Conversation
This comment was marked as resolved.
This comment was marked as resolved.
|
r? @thomcc (rust-highfive has picked a reviewer for you, use r? to override) |
|
This regresses the When looking into this I noticed that |
|
Thanks, @timvermeulen, I'll look at that one. I've sent PR #100220 to fix @rustbot author Update 2022-08-24: I've rebased atop the other PR, but still not investigated that perf test, so it's not really review-ready yet. |
…riplett Properly forward `ByRefSized::fold` to the inner iterator cc `@timvermeulen,` who noticed this mistake in rust-lang#100214 (comment)
…riplett Properly forward `ByRefSized::fold` to the inner iterator cc ``@timvermeulen,`` who noticed this mistake in rust-lang#100214 (comment)
…riplett Properly forward `ByRefSized::fold` to the inner iterator cc ```@timvermeulen,``` who noticed this mistake in rust-lang#100214 (comment)
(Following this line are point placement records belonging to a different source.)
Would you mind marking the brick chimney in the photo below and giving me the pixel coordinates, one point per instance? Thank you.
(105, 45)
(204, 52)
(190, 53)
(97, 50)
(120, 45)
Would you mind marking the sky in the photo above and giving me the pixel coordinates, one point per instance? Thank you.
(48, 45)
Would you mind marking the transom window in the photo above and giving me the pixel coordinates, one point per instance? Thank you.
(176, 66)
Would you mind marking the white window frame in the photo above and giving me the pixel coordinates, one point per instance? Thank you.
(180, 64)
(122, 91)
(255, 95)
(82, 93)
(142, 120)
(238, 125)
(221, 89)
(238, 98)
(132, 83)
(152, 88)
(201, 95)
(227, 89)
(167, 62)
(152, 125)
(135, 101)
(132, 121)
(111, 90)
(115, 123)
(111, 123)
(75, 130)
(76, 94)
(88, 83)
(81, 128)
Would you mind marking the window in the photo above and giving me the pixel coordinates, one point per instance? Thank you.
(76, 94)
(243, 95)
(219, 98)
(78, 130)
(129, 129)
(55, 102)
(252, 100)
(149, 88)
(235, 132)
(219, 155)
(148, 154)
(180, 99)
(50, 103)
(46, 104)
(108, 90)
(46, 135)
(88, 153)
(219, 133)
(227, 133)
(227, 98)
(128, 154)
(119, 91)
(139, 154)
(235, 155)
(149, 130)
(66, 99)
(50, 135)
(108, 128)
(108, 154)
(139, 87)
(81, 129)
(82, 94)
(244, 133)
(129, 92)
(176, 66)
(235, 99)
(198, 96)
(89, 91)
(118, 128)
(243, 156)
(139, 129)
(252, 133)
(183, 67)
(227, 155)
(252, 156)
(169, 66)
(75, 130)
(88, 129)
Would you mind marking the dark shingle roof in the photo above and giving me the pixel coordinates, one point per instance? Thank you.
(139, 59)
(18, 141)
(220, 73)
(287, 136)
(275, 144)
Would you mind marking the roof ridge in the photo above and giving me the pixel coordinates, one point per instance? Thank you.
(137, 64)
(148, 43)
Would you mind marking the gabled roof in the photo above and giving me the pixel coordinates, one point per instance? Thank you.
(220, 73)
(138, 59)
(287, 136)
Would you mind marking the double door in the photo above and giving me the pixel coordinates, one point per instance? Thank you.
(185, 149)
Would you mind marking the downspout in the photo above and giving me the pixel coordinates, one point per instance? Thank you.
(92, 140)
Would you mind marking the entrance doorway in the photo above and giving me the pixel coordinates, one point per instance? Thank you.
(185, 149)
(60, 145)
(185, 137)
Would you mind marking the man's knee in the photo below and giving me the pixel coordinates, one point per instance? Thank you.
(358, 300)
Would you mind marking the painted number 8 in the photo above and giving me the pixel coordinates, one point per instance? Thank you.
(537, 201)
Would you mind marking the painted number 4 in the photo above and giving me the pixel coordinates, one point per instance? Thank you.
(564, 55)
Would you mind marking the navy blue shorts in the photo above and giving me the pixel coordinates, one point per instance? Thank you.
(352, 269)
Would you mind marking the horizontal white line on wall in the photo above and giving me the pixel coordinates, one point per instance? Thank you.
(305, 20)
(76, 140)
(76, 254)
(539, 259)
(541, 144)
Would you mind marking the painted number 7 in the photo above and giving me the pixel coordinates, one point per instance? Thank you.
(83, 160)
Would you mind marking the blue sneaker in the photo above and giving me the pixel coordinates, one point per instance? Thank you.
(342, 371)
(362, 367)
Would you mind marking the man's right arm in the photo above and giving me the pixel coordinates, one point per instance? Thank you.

…riplett Properly forward `ByRefSized::fold` to the inner iterator cc ``@timvermeulen,`` who noticed this mistake in rust-lang#100214 (comment)
84f0eaf to
14e0e7b
Compare
Properly forward `ByRefSized::fold` to the inner iterator cc ``@timvermeulen,`` who noticed this mistake in rust-lang/rust#100214 (comment)
14e0e7b to
c08ec39
Compare
This comment has been minimized.
This comment has been minimized.
4104932 to
c43b960
Compare
|
@timvermeulen My mistake turned out to be an obvious one: I'd forgotten to inline some methods, and because it's a non-generic type that meant the benches ended up needing to I now get exactly the same inner loop for that .LBB0_5:
mov edx, dword ptr [rbx + rcx]
rol edx, 8
bswap edx
mov dword ptr [rax + rcx], edx
add rcx, 4
cmp rdi, rcx
jne .LBB0_5@rustbot ready |
|
@bors try @rust-timer queue |
|
Awaiting bors try build completion. @rustbot label: +S-waiting-on-perf |
|
@rustbot author |
`.into_iter()` on arrays was slower than it needed to be (especially compared to slice iterator) since it uses `Range<usize>`, which needs to handle degenerate ranges like `10..4`. This PR adds an internal `IndexRange` type that's like `Range<usize>` but with a safety invariant that means it doesn't need to worry about those cases -- it only handles `start <= end` -- and thus can give LLVM more information to optimize better. I added one simple demonstration of the improvement as a codegen test.
fb3a7d8 to
6dbd9a2
Compare
|
Oh, it's failing on the UB trap check. I've ignored the codegen test for debug, since it's a @bors r=thomcc |
|
⌛ Testing commit 6dbd9a2 with merge da70c0543ba1f77142453c5c82e0a1c1e4e327d3... |
|
⌛ Testing commit 6dbd9a2 with merge ebbb1c6a0f71f7a95483d2fef3bed8c804b21cbe... |
|
💔 Test failed - checks-actions |
|
Looks like the retry didn't put it back in the queue right? I'll try it again. @bors retry |
|
☀️ Test successful - checks-actions |
|
Finished benchmarking commit (4ecfdfa): comparison URL. Overall result: ✅ improvements - no action needed@rustbot label: -perf-regression Instruction countThis is a highly reliable metric that was used to determine the overall result at the top of this comment.
Max RSS (memory usage)ResultsThis is a less reliable metric that may be of interest but was not used to determine the overall result at the top of this comment.
CyclesResultsThis is a less reliable metric that may be of interest but was not used to determine the overall result at the top of this comment.
Footnotes |
|
Huh, interesting that the post-merge perf run is so different (thankfully better!) from the original: #100214 (comment) |
.into_iter()on arrays was slower than it needed to be (especially compared to slice iterator) since it usesRange<usize>, which needs to handle degenerate ranges like10..4.This PR adds an internal
IndexRangetype that's likeRange<usize>but with a safety invariant that means it doesn't need to worry about those cases -- it only handlesstart <= end-- and thus can give LLVM more information to optimize better.I added one simple demonstration of the improvement as a codegen test.
(
vec::IntoIteruses pointers instead of indexes, so doesn't have this problem, but that only works because its elements are boxed.array::IntoItercan't use pointers because that would keep it from being movable.)